August 26

Imagine if cameras were placed in every home in the country.

 They would undoubtedly capture some bad behaviours but they would not solve underlying problems.

 That needs a range of measures to address the causes.

 Putting cameras on boats to address discarding of non-target or undersized fish will not be an instant fix either. As a society we understand that it is far better to address the causes of difficult social problems than to simply monitor those undesirable outcomes; so too in fisheries. 

 Like every other fishing country, New Zealand is grappling with the challenge of managing discards, harvested fish and aquatic life that is returned to the sea.

 Visiting US academic Anastasia Telesetsky, attached to the Ministry for Primary Industries under a New Zealand Government fellowship in honour of eminent astrophysicist Sir Ian Axford, has ventured into these vexatious waters.

 She presented a research paper in Wellington this week titled: Fishing for the Future: Addressing Fisheries Discards and Increasing Export Value for New Zealand’s Sustainable Fisheries, that is a useful addition to a complex debate.

  “The discarding of fish is a major threat to the New Zealand fishing industry because of its potential to undermine the integrity of the quota management system if the discarding is not reported and factored into the cap set by the total allowable catch,”  Telesetsky wrote. She found that “overall, the trend of reducing actual numbers of discards from the New Zealand industry has been positive”.

   Her report said that in the deepwater fisheries, where the bulk of the total catch is made, the percentage of discards is “quite low”.

  “ The bycatch rate and discard rate for deepwater QMS species between 2008 and 2013 has been further reduced with vessels catching approximately 9.3 percent QMS bycatch but only discarding out of the total catch 1.1 percent of QMS species.”

  She attributed this marked decline to “a combination of better fisheries management plans, observer coverage and a change in the deepwater fishing culture.

  “This general trend is encouraging as reflected in a 2016 report released by MPI which found that the majority of stocks with known status were not overfished.”

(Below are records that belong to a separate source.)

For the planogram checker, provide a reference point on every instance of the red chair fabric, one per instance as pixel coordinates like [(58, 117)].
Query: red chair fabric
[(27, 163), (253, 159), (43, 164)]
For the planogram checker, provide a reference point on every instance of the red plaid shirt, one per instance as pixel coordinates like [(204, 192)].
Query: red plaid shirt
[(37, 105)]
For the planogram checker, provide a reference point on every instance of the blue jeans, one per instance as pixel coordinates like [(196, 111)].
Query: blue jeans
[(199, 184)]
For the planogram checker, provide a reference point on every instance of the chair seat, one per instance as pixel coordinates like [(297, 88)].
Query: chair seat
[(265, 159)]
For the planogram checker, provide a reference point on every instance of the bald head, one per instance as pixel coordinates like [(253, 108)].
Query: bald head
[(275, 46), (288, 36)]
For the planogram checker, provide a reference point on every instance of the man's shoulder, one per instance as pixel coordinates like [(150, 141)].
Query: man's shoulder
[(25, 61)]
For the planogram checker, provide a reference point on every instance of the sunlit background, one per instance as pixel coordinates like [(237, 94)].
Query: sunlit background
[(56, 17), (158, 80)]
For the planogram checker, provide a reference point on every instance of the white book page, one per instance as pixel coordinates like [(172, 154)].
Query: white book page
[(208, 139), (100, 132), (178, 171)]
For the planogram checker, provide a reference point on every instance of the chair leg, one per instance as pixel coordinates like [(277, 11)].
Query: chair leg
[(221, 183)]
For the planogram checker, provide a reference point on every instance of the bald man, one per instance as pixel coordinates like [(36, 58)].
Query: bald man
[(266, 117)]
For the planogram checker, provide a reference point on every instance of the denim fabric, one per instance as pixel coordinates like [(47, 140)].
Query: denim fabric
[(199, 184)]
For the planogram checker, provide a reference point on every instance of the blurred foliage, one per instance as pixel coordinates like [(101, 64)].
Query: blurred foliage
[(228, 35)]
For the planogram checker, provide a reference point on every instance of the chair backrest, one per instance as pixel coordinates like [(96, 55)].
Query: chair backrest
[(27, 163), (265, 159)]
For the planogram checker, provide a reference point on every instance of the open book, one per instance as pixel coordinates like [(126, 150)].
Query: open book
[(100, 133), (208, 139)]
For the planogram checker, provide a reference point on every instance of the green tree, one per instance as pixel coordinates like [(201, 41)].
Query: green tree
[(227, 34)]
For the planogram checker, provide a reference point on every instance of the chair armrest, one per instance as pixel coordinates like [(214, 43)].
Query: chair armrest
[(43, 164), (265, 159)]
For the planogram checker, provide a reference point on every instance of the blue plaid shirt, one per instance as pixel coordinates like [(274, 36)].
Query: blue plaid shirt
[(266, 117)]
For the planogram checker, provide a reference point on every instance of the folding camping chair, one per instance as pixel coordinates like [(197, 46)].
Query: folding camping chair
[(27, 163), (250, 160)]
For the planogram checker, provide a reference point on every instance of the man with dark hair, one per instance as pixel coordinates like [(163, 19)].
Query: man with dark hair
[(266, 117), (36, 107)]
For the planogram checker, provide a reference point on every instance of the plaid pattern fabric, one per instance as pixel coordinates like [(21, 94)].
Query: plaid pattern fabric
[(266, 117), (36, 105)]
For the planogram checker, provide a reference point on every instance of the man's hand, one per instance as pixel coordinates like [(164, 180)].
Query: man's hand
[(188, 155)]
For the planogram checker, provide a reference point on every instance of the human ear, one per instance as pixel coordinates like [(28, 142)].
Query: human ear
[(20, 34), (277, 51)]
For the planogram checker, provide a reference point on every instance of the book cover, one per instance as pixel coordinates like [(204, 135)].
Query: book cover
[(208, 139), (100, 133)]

  Telesetsky noted discard practices did vary among fisheries and it was more of an issue in the inshore fishery.

  She said Auckland University’s catch reconstruction report for 1950-2010 (Simmons) concluded the actual catch might be 2.7 times that recorded “is disputed by international fisheries scientists, MPI fisheries managers and MPI fisheries scientists”.

   Discarding and dumping are negative practices in the public mind but what is not understood is that all undersized quota species are required by law to be returned to the sea. By doing so, fishermen are observing the law, not breaking it.

  Those discards are factored into the Total Allowable Commercial Catch, they are not additional to it.

  What is illegal is discarding QMS species above any minimum legal size, a practice not condoned by the industry.

  The various incentives for this illegal discarding need to be addressed.

  Anastasia Telesetsky’s conclusion is that “to support both the objective of sustainable fisheries and the continuation of a commercial fishery in New Zealand, MPI must design a discard policy that reflects both the current realities of commercial fishing and the aspiration that all fish caught in New Zealand waters become part of an economic value chain.

  “Before electronic monitoring is implemented, MPI must make important decisions about how it intends to handle future discard incidents. Will New Zealand attempt to implement a full discard ban such as that in the European Union and risk potential bankruptcy of some portions of the fishing industry which cannot afford to land fish with low or no value. Or will New Zealand recognise some threshold of legal operational discarding that will not have cumulative impacts on marine resources? 

  “For the electronic monitoring system to be a success in enhancing data collection for fisheries management, MPI will need some degree of credible buy-in from the fishing community. This social policy aspect of implementing new technology should not be ignored in the rush to implement.

  “Since the introduction of the QMS, New Zealand’s fisheries management system has improved the abundance of many commercial stocks. Addressing the remaining data gaps associated with existing discard practices will further strengthen the fisheries management system.”

   There is, of course, another major gap in fisheries management, which is not addressed in the Telesetsky paper, and that is compulsory catch reporting in the recreational sector where fishing effort is increasing and discarding and high grading is common.